Réseaux sociaux: nouveaux piliers de l’inclusion financière en Afrique

Réseaux sociaux: nouveaux piliers de l’inclusion financière en Afrique

A priori, ils servaient à renforcer le pouvoir de communication, à accéder à l’information ou encore à mobiliser Les réseaux sociaux participent lentement mais sûrement  à l’inclusion financière sur le continent. Ceci, en raison de l’intérêt des jeunes pour ces plateformes sociales. Les institutions bancaires comptent aussi en profiter pour se rattraper vis-vis des opérateurs télécoms et leur Mobile Money. Analyse.
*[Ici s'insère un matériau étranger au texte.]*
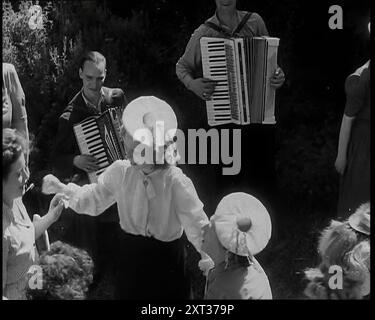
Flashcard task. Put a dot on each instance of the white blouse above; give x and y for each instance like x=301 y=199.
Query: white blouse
x=161 y=204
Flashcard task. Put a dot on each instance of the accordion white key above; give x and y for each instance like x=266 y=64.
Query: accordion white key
x=100 y=137
x=241 y=68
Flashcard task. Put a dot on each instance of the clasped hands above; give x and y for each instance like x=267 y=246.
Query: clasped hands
x=86 y=162
x=204 y=87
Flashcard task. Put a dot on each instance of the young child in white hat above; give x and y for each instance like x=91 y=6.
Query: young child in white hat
x=239 y=229
x=156 y=203
x=344 y=250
Lors du MEST Africa Summit, organisé en juin dernier en Afrique du Sud, le directeur de la plateforme des partenariats de Facebook pour la région Europe, Moyen-Orient et Afrique (EMEA) Julien Decot, annonçait l’expérimentation par WhatsApp d’un service de paiement. C’est en février 2018 que la phase de test a débuté en Inde, où la messagerie instantanée revendique près de 200 millions d’utilisateurs. Pour Julien Decot, l’Afrique est aussi dans le collimateur. « Avec WhatsApp, plus d’un milliard de personnes pourraient déplacer énormément d’argent dans le monde entier et ce mode de transaction financière pourrait facilement devenir dominant en Afrique subsaharienne où WhatsApp est encore largement le réseau social par défaut ».

En effet, la banque par WhatsApp est à ses débuts en Afrique. Pourtant, elle affiche un intéressant potentiel de croissance. Illustration au Nigeria où le groupe Clickatell a permis à la FirstBank de démarrer le Chat Banking sur WhatsApp en novembre dernier. L’innovation a séduit des millions de nouveaux clients de la banque qui n’ont pas hésité à expérimenter cette application pour accéder de manière sécurisée aux services bancaires quotidiens. Avec cette fonctionnalité, les clients peuvent ajouter le numéro de téléphone WhatsApp publié de la banque ou un lien direct pour accéder au profil  »Vérifié » afin de commencer une session sécurisée de Chat Banking.

Les abonnés peuvent y vérifier leur solde, effectuer des virements et des paiements ainsi que bénéficier de divers autres produits et services digitaux instantanément. Avant FirstBank, c’est Union Bank of Africa (UBA) qui s’était offert les services de Clickatell Transact pour offrir la banque par WhatsApp. Ce mois de mars a vu l’innovation se transporter au Zimbabwe où Steward Bank l’a adopté avec le soutien technique de Facebook, maison-mère de WhatsApp.

Depuis 2013, de nombreuses études menées au Kenya, ou encore en Tanzanie démontrent clairement que les réseaux sociaux joueront un rôle prépondérant dans l’accroissement des revenus du secteur bancaire.